By David Cruz
There has been enough blood spilled in the city of Paterson to last a generation, enough violence to snuff out the optimism of youth. Just last month, Armoni Sexton, a promising young basketball star, just 15, was gunned down in a drive-by shooting, just the latest tragedy in a city that has seen much more than its share.
“They want the news people to come out here and capture the bad. It’s not all bad. If we had something to do for these kids, it wouldn’t be like this,” said resident Frankie Phillips. “The mayor and all the political people down there, they don’t do nothing. They don’t ever come out unless there’s a murder. They don’t ever try to upgrade the community; they’re always trying to downgrade the community. Then when it comes time to vote, they always want somebody to vote for them. That’s why I don’t vote for anybody.”
Sexton’s killing is believed to be the latest instance of a decades-old rivalry between mostly young, black men from from the city’s Fourth Ward (up the hill) and the mostly young black men from the First Ward (or down the hill). Police Director Jerry Speziale — whose son was a teammate of Sexton — said no one can really remember how this so-called rivalry between neighborhoods even began.

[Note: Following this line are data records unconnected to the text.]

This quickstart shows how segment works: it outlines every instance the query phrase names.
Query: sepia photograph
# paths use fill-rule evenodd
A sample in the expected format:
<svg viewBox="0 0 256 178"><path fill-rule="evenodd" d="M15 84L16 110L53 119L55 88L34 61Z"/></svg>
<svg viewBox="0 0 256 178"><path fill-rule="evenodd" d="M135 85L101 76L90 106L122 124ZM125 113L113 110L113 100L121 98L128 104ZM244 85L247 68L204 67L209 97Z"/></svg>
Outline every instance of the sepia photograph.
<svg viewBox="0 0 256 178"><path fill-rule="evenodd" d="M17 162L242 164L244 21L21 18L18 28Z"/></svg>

“Why? Just because you’re from a different area? I mean that’s really what it was,” he said. “Today it’s kinda escalated to where guns are being involved. And that’s our job to remove those guns from the street and also to work with those kids so that they understand that you lose two lives. You lose the life you take and you lose your own life to a life in jail.”
Mayor Jose Torres has a dream of a resurgent Paterson, with economic activity creating jobs and tamping down violence, but he knows that until he gets his streets under control, that dream remains deferred — despite his boast of a 50 percent reduction in crime in the city’s hottest spots. Today, he was joined by Senate President Steve Sweeney for a firsthand look.
“We know the problems,” said Sweeney. “They’re very clear. When people come into your community to buy drugs, that’s harming this community. That stigmatizes this community. We went into one neighborhood and as soon as we stopped there were 15 to 20 guys on the corner. As soon as we stopped they disappeared.”
Torres said help is on the way. “I made a commitment that I would hire 25 new police officers to replace the 125 that were laid off during the previous administration — that’s 25 per year. I’m glad to say, we haven’t been in office a year and we’ve added 47 new police officers to the rank and file and in July we’re starting our other academy.”
A truce brokered by community leaders has brought some calm to the block where Sexton was killed, but summer’s just begun and with jobs and recreation activities scarce, Patersonians are left to hope that things stay this way because — they say — hope is the only thing they can really count on.